Throughout the novel the root of Cora’s problem: she possesses a sharp tongue, but so little joy. Of Sam’s erotic photo, Cora complains, “he has clenched his abs and made sure he was hard, but failed to remove his casual footwear from the shot”. Given that the catalyst that killed their fun was parenthood, readers may fret about the impact these flawed adults have on their kids. As her daughter inquires about sex, the parents stumble. They begin with procreation then concede that sex isn’t always about babies. Eliot mentions a penis then concedes that one isn’t required. Ultimately, he settles for, “you know genitals?”

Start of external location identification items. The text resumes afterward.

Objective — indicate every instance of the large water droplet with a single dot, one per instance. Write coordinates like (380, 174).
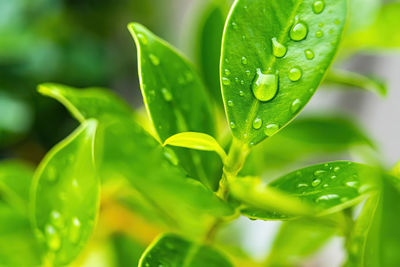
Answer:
(75, 230)
(298, 31)
(296, 105)
(265, 86)
(154, 59)
(166, 94)
(53, 239)
(295, 74)
(309, 54)
(257, 123)
(278, 49)
(318, 6)
(271, 129)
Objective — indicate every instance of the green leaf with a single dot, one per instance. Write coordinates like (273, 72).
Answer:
(310, 137)
(381, 35)
(297, 240)
(175, 98)
(15, 182)
(269, 57)
(172, 250)
(65, 196)
(355, 80)
(374, 240)
(327, 188)
(197, 141)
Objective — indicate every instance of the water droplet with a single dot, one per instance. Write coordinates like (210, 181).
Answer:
(327, 197)
(295, 74)
(278, 49)
(271, 129)
(318, 6)
(166, 94)
(298, 31)
(309, 54)
(154, 59)
(53, 239)
(265, 86)
(257, 123)
(75, 230)
(315, 182)
(319, 34)
(296, 105)
(226, 81)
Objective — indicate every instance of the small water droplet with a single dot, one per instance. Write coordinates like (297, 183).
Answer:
(53, 239)
(166, 94)
(315, 182)
(226, 81)
(319, 34)
(257, 123)
(327, 197)
(295, 74)
(154, 59)
(296, 105)
(298, 31)
(318, 6)
(75, 230)
(309, 54)
(271, 129)
(278, 49)
(265, 86)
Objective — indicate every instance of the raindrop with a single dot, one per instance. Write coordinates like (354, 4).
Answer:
(295, 74)
(278, 49)
(298, 31)
(271, 129)
(265, 86)
(318, 6)
(309, 54)
(257, 123)
(154, 59)
(166, 94)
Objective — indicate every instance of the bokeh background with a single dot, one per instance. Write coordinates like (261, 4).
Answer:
(85, 43)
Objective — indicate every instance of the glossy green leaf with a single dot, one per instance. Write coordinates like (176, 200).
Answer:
(197, 141)
(274, 56)
(297, 240)
(354, 80)
(15, 182)
(175, 251)
(65, 196)
(129, 152)
(175, 98)
(381, 35)
(307, 138)
(374, 241)
(328, 188)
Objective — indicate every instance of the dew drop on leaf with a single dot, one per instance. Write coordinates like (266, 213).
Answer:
(295, 74)
(318, 6)
(278, 49)
(265, 86)
(298, 31)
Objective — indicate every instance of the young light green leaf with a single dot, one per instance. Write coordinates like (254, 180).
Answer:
(15, 182)
(355, 80)
(328, 188)
(175, 98)
(270, 51)
(173, 250)
(199, 141)
(67, 173)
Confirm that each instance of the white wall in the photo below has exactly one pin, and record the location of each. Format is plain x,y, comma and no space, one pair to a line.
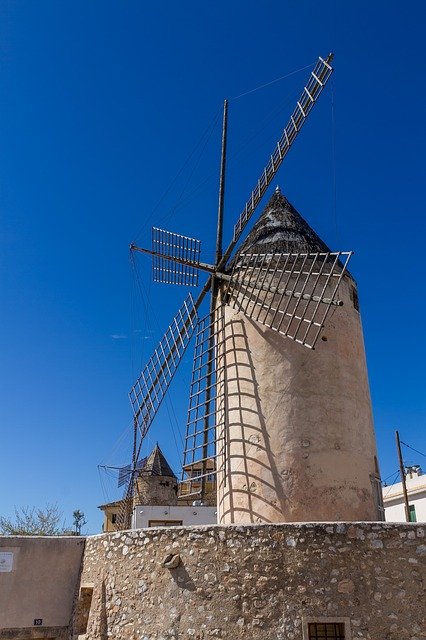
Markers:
143,514
393,499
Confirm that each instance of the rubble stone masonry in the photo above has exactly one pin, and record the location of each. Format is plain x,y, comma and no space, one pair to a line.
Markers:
253,581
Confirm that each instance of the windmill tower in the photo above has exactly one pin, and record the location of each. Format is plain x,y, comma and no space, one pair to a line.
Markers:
287,426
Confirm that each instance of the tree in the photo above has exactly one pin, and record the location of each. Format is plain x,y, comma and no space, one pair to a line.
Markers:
33,522
79,520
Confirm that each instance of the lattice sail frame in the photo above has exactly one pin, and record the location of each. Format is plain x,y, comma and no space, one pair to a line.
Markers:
311,92
151,386
204,439
167,247
291,293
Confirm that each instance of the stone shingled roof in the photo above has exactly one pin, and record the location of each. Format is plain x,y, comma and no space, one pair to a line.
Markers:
281,229
157,465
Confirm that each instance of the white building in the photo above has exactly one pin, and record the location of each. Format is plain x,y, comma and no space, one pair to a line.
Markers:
393,497
172,515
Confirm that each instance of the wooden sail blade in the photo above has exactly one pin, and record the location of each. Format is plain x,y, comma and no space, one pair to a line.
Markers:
175,258
206,412
311,92
291,293
150,388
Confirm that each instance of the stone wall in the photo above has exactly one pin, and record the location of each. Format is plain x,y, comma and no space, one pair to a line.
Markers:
255,581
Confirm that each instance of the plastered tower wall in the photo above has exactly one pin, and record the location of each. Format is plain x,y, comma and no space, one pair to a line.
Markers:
299,436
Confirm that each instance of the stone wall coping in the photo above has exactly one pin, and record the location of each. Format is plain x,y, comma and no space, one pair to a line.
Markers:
339,526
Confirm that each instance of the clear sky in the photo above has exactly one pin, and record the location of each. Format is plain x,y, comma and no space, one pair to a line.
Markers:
110,122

Underpinning the narrative runs the subtle undercurrent of common existential queries of midlife: is there purpose to our existence? What follows our final breath? These themes are more directly explored in Cora’s imagined conversations. Considering these passages, the reader may ponder what lesson Cora and her jaded circle would take from their unsatisfying escapades. Might Cora become more open to life’s imperfect joys, its sentimental delights? Upon being questioned by Eliot about her affair in the middle of a podcast about rope, Cora thinks “every serious exchange is compromised by specific context”. Others could argue it's enriched. But that’s not Cora, and the author refuses to grant her character false epiphanies, or stretch her where she is unable to go.

A Final Appraisal

The result is a razor-sharp, uproariously funny, exquisitely detailed novel, written with devastating precision. It is absolutely aware of itself, spare and brimming with subtext: a depiction of a worried, self-protective cohort entering midlife, chronically embarrassed, at once afraid of and desperate for sensation. Or maybe that’s just the New Yorkers. Let’s say it is.

John Herrera
John Herrera

Elara is a historian and writer passionate about uncovering the untold stories of ancient cultures and their impact on modern society.